The term globalization, has a very wide and many aspects. Globalization means the spread of knowledge, culture, technology and communication all over the world. Globalization embrace many things, such as economic, politic and even law. Globalization that occured in this millenium, really affect the citizens. The people quickly influenced by it and globalization somehow create a new lifestyle.
Globalization itself has many positive effects but also negative side of it.
Globalization can give benefits such as easier to get information from all
around the world since media, technology and internet has spread rapidly and
accessibly. But then, there’s also a negative effect of globalization like
‘westernization’, in which Indonesian citizens influenced by the life of the
western.
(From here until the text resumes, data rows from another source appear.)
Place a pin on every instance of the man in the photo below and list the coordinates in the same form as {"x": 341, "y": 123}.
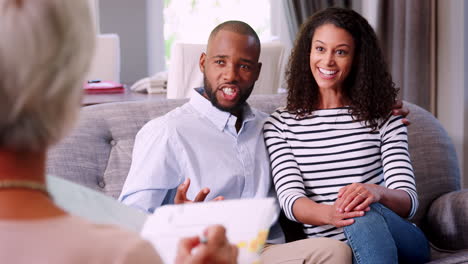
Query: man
{"x": 214, "y": 143}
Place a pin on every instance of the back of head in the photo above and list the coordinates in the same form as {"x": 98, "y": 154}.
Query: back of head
{"x": 238, "y": 27}
{"x": 45, "y": 51}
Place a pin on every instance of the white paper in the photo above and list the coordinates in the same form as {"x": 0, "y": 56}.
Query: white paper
{"x": 247, "y": 222}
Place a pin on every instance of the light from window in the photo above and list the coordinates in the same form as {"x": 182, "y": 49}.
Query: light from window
{"x": 191, "y": 21}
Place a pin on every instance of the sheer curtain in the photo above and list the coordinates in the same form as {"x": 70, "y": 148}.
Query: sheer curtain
{"x": 406, "y": 29}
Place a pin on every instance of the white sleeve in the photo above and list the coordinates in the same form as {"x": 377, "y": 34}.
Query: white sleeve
{"x": 154, "y": 170}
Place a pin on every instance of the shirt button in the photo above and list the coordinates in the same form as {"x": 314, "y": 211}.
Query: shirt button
{"x": 101, "y": 184}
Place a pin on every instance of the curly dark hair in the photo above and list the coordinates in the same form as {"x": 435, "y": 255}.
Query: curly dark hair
{"x": 369, "y": 87}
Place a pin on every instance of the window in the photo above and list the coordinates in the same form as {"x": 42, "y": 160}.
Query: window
{"x": 191, "y": 21}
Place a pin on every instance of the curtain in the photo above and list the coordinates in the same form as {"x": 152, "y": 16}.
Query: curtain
{"x": 406, "y": 30}
{"x": 297, "y": 11}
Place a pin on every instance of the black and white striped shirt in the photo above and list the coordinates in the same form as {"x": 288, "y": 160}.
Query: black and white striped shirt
{"x": 315, "y": 156}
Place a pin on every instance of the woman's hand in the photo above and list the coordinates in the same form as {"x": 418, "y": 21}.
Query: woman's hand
{"x": 357, "y": 197}
{"x": 216, "y": 249}
{"x": 340, "y": 219}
It will gradually lose the identity and also the state sovereignity.
Here the globalization and its impact on economy. Globalization can be used as
a instrument for the superpower states to increase their presence in the world.
Powerful and rich countries and can indirectly control the world economy. This
makes smaller countries or developing countries difficult to compete.
Globalization can be a new form of modern capitalism.
Globalization in the economic field can be regarded as a process that involves
trading countries in the world and form a large market over countries. While
globalization occurs, the boundaries of a country will increasingly blurred.
The good effect is domestic products can be brought to the international
market. But otherwise, the entry of foreign products in the national market
could threaten the existence of local products in a country.